Silver Creek’s evergreen fund eyes $500m – exclusive

 The Seattle-based firm will put money into alternative yields and opportunistic investments with a majority of the portfolio’s capital going to Europe.  

Silver Creek Capital Management is looking to raise a sixth private credit fund with an initial target of between $250 million and $500 million, a market source has told PDI.

The Seattle-based firm is planning an evergreen fund with an initial vintage period that will last through 31 December 2017. There will be successive tranches for the credit fund following the initial vintage period, the source said. The firm runs a multi-manager portfolio that invests in underlying credit funds.

The sixth private credit fund will have 60 percent to 75 percent of its assets allocated to alternative yield funds, which includes middle-market direct lending, rescue financing and special situations. The remaining 25 percent to 40 percent of assets will be put toward opportunistic investments, a category that involves non-performing loans, asset financing and leasing.

In terms of geography, the credit fund will invest a majority of its capital in Europe, the source said. The remainder will likely be invested across Asia, Australia and North America.

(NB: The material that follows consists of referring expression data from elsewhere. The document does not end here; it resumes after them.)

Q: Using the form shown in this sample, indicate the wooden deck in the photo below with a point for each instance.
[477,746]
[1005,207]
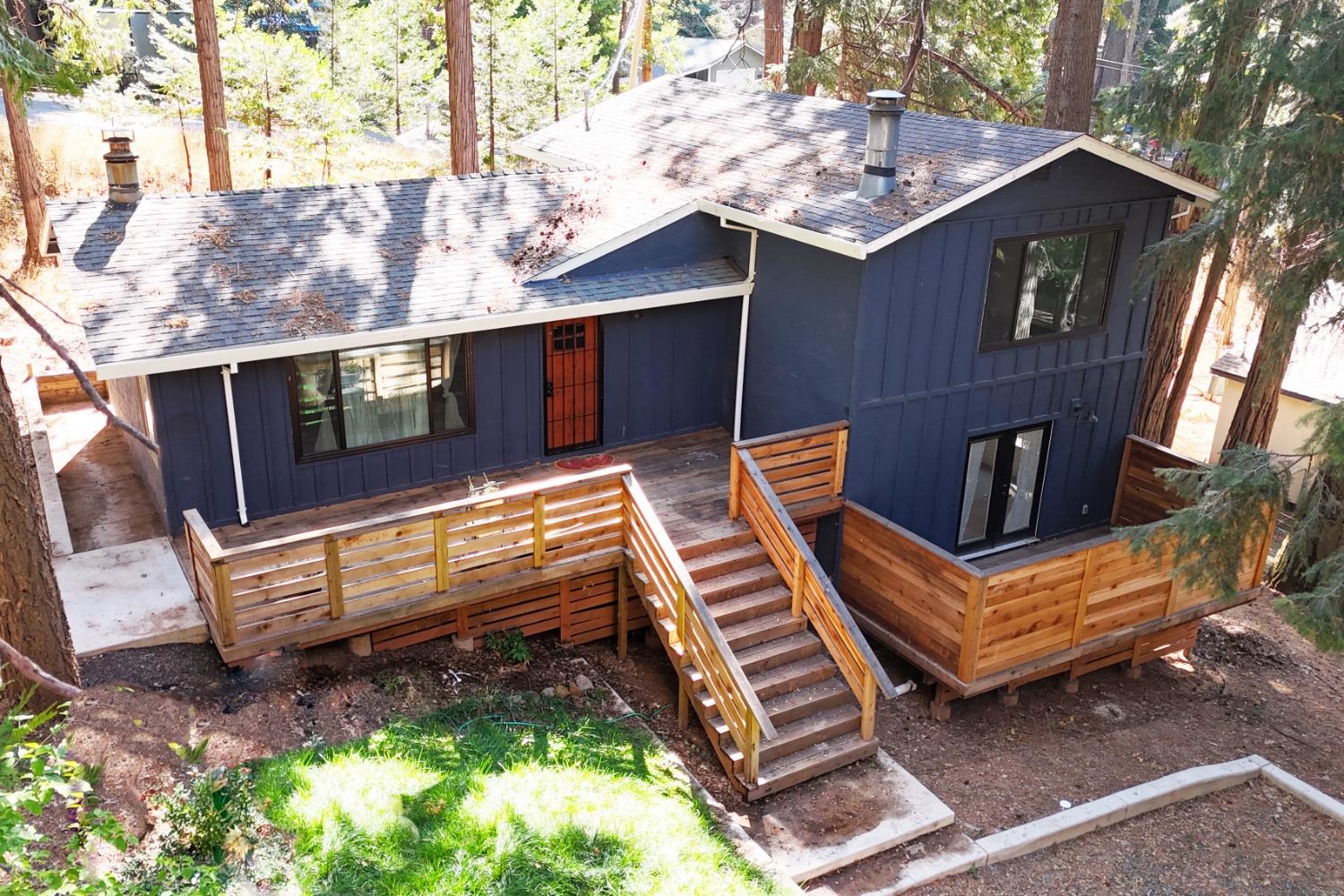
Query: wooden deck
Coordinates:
[1067,606]
[685,478]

The committed capital will be reinvested until the LPs decide to terminate the commitment after at least two years, according to documents obtained by PDI. There would be no leverage at the fund level, which comes with a 0.65 percent management fee on its net asset value rather than committed capital. The fund does not charge an incentive fee.

Silver Creek has $6.8 billion in assets under management, $2.5 billion of which is in private credit. More than half of Silver Creek’s AUM comes from insurance firms (35 percent) and pension funds (32 percent), according to the documents. The firm’s fifth private credit fund, which was a closed-end fund, raised $800 million between fund capital and separate accounts.